Human hands vs robotic surgery

Discussion as to whether Australia should follow suit is alive and well. A debate at the recent Australasian Gynaecological End-o-s-copy and Surgery Society’s (AGES) annual scientific meeting discussed “that robot-assisted laparoscopy will replace conventional laparoscopy”.

The affirmative team gleefully derided its opponent for attempting to deny the robot its rightful place as the future of surgery in Australia. The opposition indignantly — and correctly — pointed out the lack of robust clinical data to justify the robot’s cost. The audience voted overwhelmingly in favour of the robot… but were they voting on the likely future of surgery in Australia, or the brazen, though entertaining, crowing of the robot zealots?

The FDA approved the da Vinci Surgical System in 2000 and the parent company, Intuitive Surgical, is now a booming multi-billion dollar company. There are more than 2100 surgical robots in clinical use in the US with more than 5000 surgeons accredited to perform robot-assisted surgery over the last 15 years. In Australia there are currently 21 robots (four in public hospitals) and about 150 accredited robotic surgeons.

One of the most common robotic procedures is benign hysterectomy, essentially a robot-assisted laparoscopic procedure.

Indeed, the uptake of robotic hysterectomy in the US has been nothing short of spectacular, increasing from 0.25% in 2005 to more than 30% in 2013. It is now more commonly performed than each of the abdominal, vaginal and conventional laparoscopic routes. The increase in robotic hysterectomy has been largely at the expense of total abdominal hysterectomy (TAH).

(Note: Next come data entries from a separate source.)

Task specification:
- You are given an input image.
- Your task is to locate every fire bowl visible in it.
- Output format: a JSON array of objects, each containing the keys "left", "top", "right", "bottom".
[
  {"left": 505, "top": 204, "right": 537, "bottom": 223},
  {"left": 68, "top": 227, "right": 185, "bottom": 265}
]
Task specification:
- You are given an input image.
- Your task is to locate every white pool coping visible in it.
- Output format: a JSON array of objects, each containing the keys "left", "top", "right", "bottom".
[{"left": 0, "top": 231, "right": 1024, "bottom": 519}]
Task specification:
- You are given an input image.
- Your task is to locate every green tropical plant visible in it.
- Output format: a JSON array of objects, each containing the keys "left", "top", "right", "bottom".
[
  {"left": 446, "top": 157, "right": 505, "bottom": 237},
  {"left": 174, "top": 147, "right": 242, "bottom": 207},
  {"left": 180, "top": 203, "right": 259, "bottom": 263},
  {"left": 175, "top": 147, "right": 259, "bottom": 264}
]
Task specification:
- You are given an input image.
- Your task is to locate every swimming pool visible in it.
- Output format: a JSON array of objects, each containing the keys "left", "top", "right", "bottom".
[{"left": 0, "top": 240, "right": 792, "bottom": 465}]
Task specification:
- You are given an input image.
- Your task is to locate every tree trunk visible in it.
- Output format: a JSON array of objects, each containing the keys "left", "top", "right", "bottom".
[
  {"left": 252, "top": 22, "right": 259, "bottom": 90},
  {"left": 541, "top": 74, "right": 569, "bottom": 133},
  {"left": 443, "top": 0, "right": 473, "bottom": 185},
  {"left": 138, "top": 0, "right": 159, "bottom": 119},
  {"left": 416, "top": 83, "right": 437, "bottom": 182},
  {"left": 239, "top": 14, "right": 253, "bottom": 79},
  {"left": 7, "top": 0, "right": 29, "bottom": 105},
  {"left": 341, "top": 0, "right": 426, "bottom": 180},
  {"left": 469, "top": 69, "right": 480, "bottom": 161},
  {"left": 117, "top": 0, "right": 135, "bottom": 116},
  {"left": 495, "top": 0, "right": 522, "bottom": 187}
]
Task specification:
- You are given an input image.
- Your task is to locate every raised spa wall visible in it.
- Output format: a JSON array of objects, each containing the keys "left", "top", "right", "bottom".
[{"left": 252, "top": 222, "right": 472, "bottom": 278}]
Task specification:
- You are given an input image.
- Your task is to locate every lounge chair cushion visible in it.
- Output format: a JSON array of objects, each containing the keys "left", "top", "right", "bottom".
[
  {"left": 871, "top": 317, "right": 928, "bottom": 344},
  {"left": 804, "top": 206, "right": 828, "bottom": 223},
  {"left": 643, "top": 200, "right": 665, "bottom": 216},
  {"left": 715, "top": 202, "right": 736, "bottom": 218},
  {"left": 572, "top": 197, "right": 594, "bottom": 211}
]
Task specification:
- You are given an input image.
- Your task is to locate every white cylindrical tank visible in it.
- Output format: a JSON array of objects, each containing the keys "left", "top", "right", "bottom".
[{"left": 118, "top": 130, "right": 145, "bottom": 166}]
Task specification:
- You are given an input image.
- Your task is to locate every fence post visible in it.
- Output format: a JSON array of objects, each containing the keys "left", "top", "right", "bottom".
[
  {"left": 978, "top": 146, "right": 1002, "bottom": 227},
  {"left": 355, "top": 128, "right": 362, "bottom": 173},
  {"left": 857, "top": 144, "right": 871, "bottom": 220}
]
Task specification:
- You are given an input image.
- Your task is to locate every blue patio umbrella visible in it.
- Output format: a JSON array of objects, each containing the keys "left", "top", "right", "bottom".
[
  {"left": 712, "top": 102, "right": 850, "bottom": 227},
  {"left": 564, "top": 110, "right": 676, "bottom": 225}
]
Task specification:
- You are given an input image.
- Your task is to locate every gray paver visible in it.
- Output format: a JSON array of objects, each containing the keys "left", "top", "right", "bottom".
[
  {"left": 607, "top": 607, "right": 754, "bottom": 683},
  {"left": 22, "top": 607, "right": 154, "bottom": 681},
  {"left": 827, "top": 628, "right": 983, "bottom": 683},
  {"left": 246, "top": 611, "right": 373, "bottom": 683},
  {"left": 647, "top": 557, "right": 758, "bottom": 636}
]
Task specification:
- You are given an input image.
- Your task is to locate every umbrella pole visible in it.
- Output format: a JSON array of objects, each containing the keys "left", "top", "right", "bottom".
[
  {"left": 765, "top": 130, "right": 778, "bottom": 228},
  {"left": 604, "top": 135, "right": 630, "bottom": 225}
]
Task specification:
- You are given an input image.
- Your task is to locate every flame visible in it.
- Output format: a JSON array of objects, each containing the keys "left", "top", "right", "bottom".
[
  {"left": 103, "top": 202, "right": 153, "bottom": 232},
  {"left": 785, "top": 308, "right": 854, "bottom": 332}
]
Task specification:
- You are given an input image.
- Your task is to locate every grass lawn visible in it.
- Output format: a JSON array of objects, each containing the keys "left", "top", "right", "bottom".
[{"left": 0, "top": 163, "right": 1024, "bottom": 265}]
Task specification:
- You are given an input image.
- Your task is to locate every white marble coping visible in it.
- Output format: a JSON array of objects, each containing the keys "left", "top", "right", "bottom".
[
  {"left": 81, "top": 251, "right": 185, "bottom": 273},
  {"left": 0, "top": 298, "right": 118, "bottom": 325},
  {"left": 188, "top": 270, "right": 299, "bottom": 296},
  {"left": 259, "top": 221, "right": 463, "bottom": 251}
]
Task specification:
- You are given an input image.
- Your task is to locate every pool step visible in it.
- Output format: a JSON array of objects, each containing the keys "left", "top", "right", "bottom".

Despite this promising trend away from laparotomy, a statement on robotic surgery by the American Congress of Obstetricians and Gynecologists (2013) concluded “there is no good data proving that robotic hysterectomy is even as good as — let alone better — than existing, and far less costly, minimally invasive alternatives” (namely vaginal hysterectomy [VH] and total laparoscopic hysterectomy [TLH]).

The accepted advantages of VH and TLH over TAH include smaller incision(s), reduced postoperative pain, shorter hospital stay and quicker recovery, with an associated reduction in hospital costs. These advantages can also be ascribed to the robotic hysterectomy. But, at about $2 million per robot, annual maintenance costs of $200,000 and instrument fees of $2000 per hysterectomy, what advantages does robotic surgery offer to justify this cost?

There is no question the surgical robot is a magnificent technology, the console providing an exquisite view of the surgical field, magnified x10 and in high-definition 3D stereoscopic vision.

The wrist and finger gestures of the surgeon at the console are faithfully reproduced by robotic-controlled instruments within the patient’s abdomen. Surgeon tremor is essentially eliminated, and the surgeon can perform complex surgeries while seated comfortably at the console. But for benign hysterectomy in Australia, are these advantages enough?

Furthermore, the robot is a surgical tool and, despite its advantages, its utilisation cannot be considered in any way a replacement for established surgical training.

Addressing this issue, RANZCOG’s Position Statement on Robot-Assisted Surgery (2013) concludes “gynaecologists should not perform robotic-assisted surgery until they have reached appropriate skill levels in advanced operative laparoscopy”.

The Australian ‘surgical herd’ is nervous about the almost inevitable arrival of the robot. Whether it can be afforded and also improve clinical outcomes are different matters altogether!